Here we have found that angiotensin inhibitors actually increase vessel perfusion through vascular decompression, doing so by reducing stromal activity and production of matrix components responsible for compression. Notably, these drugs are the first to target all stromal components (CAFs, hyaluronan and collagen) known to contribute to solid stress5
. Our findings also suggest that AT2 agonists or inhibitors of downstream signalling through TGF-β1, CCN2 or ET-1 may similarly reduce solid stress to enhance chemotherapy, although such agents have not been tested in this way. Similarly, angiotensin (1–7), a MAS agonist that can reduce CAF matrix production, may be useful for targeting solid stress53
. Meanwhile, there are challenges to address for translation.

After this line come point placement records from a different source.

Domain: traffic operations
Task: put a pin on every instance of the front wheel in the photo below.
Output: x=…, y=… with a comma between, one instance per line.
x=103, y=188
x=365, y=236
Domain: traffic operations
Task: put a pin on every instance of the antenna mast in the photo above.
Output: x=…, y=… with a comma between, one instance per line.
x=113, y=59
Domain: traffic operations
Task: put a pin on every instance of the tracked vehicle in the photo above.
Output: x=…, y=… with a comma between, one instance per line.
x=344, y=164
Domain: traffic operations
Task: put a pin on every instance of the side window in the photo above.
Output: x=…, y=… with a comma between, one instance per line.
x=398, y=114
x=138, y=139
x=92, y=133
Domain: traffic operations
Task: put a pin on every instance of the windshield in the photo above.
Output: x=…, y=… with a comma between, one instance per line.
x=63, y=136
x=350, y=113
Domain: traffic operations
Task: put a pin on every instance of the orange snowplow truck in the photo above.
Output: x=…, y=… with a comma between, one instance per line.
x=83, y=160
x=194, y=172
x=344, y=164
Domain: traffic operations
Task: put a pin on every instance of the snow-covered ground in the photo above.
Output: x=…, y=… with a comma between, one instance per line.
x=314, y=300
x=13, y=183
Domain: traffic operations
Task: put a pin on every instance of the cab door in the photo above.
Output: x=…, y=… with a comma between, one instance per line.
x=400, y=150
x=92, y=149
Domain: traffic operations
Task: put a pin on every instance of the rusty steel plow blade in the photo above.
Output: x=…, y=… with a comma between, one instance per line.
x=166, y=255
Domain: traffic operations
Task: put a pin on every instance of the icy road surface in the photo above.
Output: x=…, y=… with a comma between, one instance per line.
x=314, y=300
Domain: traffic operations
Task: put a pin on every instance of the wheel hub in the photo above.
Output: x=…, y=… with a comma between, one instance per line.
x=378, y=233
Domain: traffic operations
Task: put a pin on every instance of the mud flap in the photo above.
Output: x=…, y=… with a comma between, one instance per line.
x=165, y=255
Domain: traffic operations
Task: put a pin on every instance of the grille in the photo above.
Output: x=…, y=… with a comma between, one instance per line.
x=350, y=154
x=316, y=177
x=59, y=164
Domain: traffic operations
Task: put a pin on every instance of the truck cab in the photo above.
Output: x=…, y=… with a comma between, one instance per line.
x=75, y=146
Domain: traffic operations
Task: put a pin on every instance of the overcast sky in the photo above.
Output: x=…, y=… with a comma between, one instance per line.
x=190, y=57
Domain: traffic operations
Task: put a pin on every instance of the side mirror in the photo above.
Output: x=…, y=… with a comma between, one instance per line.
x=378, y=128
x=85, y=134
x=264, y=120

Deleterious effects on blood pressure may contraindicate angiotensin inhibitors for some patients14
. Further, we expect that angiotensin inhibitor distribution into tumours may be the most important factor controlling efficacy: drugs displaying a lack of tissue penetration (such as candesartan) would therefore be poor candidates relative to those with high penetration (such as losartan and telmisartan)55
. Indeed, the inadequate tumour penetration of candesartan may explain why it only improved chemotherapy outcomes modestly, when comparing high versus low candesartan doses, in a recent pancreatic cancer study54
. These factors are why losartan was selected over other angiotensin inhibitors for a recently initiated clinical trial in pancreatic cancer (NCT01821729) at Massachusetts General Hospital. Regardless, the safety and low cost of ARBs and ACE-Is—along with their potentiation of conventional chemotherapy—make a strong case for repurposing angiotensin inhibitors as adjuncts for cancer therapies.